Vanessa Gilles « aime leur liberté et leur poésie, leur façon de vivre l’instant présent, d’être heureux au jour le jour ». Ce travail au long cours donne naissance à un nouveau projet, « Sara, la mémoire de l’eau », à voir dans le cadre du Festival Flamenco au musée des Beaux-arts de Nîmes, quelques années après « Dosta, paroles et mémoires de femmes tsiganes ».

La migration, la mémoire, l’exil et la foi

L’immersion au quotidien permet à Vanessa Gilles une grande proximité avec son sujet. Mais son humanité, sa sensibilité à fleur de peau lui permettent d’aller au-delà. À travers l’histoire de Sara, la patronne des gitans qui curieusement n’a jamais été canonisée par l’Église, elle livre « une histoire de migration, de mémoire, d’exil, de foi et de guérison » et touche au cœur.

Comme le rappelle Amélie Casasole, « en 2025, il y a eu beaucoup de manifestations pour célébrer le 600e anniversaire du peuple gitan en Espagne ». Cette exposition est aussi une occasion de célébrer cette culture fondamentale dans l’émergence et le développement du flamenco.

La présentation débute par une série de photos de femmes, évoquant Sara, les pieds dans l’eau aux Saintes-Maries, majestueuses, dignes. Adepte du clair-obscur, dans un dialogue avec l’art sacré, Vanessa Gilles évoque Madeleine et les autres Maries dans des photos caravagesques, fait un détour par l’Inde d’où sont partis les gitans, accompagne le pèlerinage.

Les photos des capes de Sara sont tirées sur soie pour une installation poétique immersive.

Les photos des capes de Sara sont tirées sur soie pour une installation poétique immersive.

« Il existe deux versions de l’histoire de Sara.
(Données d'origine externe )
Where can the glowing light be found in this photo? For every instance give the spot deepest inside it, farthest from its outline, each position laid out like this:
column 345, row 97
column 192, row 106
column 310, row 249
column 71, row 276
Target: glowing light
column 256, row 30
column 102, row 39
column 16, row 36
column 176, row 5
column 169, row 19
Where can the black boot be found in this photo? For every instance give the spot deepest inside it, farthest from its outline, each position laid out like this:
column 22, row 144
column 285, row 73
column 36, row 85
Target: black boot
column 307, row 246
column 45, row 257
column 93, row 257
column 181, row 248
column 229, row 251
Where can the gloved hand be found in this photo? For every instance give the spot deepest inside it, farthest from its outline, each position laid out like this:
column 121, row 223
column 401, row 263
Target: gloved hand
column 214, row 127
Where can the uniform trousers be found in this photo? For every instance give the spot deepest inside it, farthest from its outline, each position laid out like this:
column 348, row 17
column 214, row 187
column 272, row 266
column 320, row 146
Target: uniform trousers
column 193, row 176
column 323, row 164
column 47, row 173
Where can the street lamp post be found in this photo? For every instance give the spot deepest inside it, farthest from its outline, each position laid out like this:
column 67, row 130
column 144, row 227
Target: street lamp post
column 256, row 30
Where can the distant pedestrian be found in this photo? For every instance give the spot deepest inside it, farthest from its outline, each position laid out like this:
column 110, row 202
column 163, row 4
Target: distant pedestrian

Dans la version écrite, elle arrive sur une barque depuis la Palestine avec les saintes. Dans la version orale, celle du peuple tsigane, elle accueille les saintes avec son voile bleu, qui va être le guide, un manteau de protection », explique Vanessa Gilles. C’est cette seconde version qu’elle préfère et qui donne naissance à une installation stupéfiante.

Vanessa Gilles a pu photographier les capes qui couvrent la statue de Sara la noire, dans la crypte de l’église des Saintes-Maries-de-la-Mer. Grâce à la complicité de Philippe Moyen et de l’atelier Chic, elle a tiré ses images recto verso sur des grandes laies de soie qui envahissent l’espace pour une installation immersive, en forme de sanctuaire contemporain. Les ex-voto sont incarnés, ils flottent dans l’air et dans la lumière. Le détail de l’impression est absolument bluffant, chaque broderie, chaque sequin, chaque pli prend vie. « Les photos sont transformées en présences vibratoires », explique Vanessa Gilles. Dans un coin de salle, discrètement, elle a accroché une photo de la stèle installée à Saliers, le camp d’internement des gitans pendant l’Occupation en Camargue, dont il ne reste rien. Sinon la mémoire blessée.

Jusqu’au dimanche 8 février. Mardi au dimanche, 10 h-18 h. Musée Beaux-arts, rue Cité-Foulc, Nîmes. 5 €, 3 €. 04 66 76 71 82.